I'm trying to drop rows in a pandas DataFrame if a substring in a column exactly matches a string in a list. At the moment I can only get it working for partial matches.
# list of strings to drop in an exact match
drop_list = ["sock", "shirt"]
# initialize data of lists.
data = {'keyword': ['adidas socks', 'adidas sock', 'adidas shoes', "sock"]}
# Create DataFrame
df = pd.DataFrame(data)
df = df[~df['keyword'].str.contains("|".join(drop_list))]
Current Output:
keyword
2 adidas shoes
Desired Output:
keyword
0 adidas socks
1 adidas shoes
CodePudding user response:
You can create a set from drop_list
and use set.isdisjoint
on the split words in each row to evaluate if the exact match appears.
drop_set = set(drop_list)
msk = df['keyword'].apply(lambda x: drop_set.isdisjoint(x.split()))
df = df[msk]
Output:
keyword
0 adidas socks
2 adidas shoes
CodePudding user response:
Your code seems to be working.

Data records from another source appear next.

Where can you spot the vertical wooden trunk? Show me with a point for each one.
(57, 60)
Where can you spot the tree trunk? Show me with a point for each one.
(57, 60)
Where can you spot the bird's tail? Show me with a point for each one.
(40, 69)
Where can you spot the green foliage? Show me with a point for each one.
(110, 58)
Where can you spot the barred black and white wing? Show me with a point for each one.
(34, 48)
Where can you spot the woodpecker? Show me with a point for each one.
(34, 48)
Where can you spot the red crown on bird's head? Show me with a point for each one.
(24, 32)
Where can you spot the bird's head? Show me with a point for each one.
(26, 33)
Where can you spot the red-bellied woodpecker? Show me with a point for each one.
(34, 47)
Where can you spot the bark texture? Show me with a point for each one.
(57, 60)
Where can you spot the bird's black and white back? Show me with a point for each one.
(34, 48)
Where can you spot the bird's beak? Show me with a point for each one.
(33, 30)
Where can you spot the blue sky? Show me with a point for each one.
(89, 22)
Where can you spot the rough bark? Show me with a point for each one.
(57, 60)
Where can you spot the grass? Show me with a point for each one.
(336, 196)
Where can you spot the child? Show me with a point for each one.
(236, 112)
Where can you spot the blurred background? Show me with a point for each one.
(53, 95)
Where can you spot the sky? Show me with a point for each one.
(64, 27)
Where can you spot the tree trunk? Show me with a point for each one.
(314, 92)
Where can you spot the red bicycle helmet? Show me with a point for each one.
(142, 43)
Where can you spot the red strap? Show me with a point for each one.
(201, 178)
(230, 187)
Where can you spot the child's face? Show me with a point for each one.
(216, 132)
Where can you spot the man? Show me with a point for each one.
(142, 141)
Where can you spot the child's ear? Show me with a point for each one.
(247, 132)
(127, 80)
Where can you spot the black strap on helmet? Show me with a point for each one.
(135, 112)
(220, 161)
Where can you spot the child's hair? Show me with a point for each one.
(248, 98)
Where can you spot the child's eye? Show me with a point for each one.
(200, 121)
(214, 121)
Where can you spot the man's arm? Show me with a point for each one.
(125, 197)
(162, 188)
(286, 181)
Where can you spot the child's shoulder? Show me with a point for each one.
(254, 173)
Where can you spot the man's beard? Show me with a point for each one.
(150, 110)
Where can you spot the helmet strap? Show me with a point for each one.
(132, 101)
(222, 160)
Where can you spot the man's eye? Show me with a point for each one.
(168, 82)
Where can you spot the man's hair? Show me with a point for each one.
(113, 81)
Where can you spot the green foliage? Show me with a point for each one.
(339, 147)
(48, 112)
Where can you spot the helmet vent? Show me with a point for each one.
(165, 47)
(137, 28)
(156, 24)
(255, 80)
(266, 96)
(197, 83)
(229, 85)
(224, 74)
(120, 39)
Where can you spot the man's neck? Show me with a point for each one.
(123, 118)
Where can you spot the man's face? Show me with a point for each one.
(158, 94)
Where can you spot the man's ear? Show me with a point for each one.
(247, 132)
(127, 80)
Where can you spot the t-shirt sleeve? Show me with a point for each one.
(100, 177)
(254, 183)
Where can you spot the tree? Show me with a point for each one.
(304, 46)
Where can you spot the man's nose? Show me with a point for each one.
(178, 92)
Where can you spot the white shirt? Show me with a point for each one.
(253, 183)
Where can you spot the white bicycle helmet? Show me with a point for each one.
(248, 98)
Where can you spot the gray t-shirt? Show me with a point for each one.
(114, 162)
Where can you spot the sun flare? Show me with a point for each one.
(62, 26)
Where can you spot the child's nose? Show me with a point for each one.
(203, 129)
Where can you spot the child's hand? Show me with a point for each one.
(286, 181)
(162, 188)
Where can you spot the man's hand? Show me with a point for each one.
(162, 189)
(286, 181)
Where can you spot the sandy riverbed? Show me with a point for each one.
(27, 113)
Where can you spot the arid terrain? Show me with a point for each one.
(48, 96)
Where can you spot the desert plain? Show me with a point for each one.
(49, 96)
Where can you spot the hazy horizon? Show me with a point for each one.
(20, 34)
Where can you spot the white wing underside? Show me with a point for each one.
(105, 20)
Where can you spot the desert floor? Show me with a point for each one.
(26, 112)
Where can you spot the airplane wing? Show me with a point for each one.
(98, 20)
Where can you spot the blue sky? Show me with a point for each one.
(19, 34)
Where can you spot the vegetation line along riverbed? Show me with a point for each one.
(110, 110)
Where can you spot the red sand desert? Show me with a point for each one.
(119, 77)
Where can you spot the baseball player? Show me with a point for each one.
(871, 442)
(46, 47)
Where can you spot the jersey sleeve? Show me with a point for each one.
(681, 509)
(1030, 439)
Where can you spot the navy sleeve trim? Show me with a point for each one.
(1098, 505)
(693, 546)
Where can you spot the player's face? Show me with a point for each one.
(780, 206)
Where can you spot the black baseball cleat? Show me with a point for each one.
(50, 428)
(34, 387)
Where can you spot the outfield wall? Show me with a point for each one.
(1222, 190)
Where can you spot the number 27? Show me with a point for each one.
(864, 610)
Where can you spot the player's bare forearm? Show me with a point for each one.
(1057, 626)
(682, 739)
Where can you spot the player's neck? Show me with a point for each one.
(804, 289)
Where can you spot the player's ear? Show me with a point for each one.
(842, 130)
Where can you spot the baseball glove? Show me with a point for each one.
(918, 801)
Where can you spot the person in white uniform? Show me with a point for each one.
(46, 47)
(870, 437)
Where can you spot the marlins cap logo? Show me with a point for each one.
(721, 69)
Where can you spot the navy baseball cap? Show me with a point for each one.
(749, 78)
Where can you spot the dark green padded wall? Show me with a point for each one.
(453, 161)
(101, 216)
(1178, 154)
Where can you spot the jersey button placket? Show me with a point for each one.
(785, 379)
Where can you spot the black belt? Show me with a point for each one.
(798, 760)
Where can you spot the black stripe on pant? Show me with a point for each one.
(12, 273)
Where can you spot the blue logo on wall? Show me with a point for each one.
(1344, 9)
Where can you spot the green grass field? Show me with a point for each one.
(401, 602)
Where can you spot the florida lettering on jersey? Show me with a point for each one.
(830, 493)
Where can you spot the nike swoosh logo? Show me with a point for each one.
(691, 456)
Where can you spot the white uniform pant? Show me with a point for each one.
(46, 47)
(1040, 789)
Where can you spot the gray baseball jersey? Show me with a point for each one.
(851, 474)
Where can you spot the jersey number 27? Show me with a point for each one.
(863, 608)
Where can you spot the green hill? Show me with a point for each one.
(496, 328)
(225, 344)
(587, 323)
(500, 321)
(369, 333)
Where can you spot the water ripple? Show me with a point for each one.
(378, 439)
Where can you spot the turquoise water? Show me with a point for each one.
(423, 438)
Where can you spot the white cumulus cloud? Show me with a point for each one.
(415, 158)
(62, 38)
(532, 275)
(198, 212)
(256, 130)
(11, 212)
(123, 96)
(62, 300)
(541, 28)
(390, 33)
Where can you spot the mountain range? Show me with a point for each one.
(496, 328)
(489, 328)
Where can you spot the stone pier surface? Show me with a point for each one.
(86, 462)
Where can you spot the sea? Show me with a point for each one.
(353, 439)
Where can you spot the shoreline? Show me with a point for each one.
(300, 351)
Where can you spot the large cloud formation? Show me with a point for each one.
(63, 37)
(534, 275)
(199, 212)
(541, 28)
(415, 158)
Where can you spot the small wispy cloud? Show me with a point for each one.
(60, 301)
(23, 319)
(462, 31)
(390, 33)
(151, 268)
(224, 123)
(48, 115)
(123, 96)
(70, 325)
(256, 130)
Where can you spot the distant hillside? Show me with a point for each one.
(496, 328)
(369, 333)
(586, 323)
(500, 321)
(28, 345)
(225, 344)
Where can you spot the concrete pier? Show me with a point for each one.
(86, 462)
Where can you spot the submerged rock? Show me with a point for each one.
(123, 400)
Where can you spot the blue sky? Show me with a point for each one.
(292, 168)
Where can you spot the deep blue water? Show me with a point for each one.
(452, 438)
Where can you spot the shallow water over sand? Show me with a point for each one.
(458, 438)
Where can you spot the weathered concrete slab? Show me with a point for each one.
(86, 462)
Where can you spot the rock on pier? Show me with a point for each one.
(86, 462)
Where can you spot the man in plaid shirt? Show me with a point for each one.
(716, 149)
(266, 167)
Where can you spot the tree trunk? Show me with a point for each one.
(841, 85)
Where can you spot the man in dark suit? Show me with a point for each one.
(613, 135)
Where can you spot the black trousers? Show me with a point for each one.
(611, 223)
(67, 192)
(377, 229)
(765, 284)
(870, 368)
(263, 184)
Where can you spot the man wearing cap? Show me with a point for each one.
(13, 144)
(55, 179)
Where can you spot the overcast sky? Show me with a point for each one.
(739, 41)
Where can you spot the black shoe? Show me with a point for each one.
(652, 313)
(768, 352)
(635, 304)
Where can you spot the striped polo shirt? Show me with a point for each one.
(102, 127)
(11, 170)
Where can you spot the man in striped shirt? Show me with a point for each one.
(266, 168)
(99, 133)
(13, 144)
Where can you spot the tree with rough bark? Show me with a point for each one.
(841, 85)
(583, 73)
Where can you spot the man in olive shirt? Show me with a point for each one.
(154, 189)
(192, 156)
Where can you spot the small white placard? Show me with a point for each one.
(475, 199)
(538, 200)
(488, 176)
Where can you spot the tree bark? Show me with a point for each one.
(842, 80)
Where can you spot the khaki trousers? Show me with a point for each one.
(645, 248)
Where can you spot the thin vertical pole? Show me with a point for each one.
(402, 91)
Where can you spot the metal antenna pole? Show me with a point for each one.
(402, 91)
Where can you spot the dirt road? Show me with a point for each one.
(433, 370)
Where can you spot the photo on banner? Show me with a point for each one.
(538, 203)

The only thing I noticed is that the index is not "updated"
To achieve that we could reset the index:
df = df.reset_index(drop=True)
#or
df.reset_index(drop=True, inplace=True)
I used the sample code you provided but my output looks different than yours but so does the input.
Honestly, I don't understand why that last empty string of data is not showing up on your output.
Input:
keyword
0 adidas sock
1 adidas socks
2 adidas shoes
3 sock
4
Output:
keyword
0 adidas shoes
1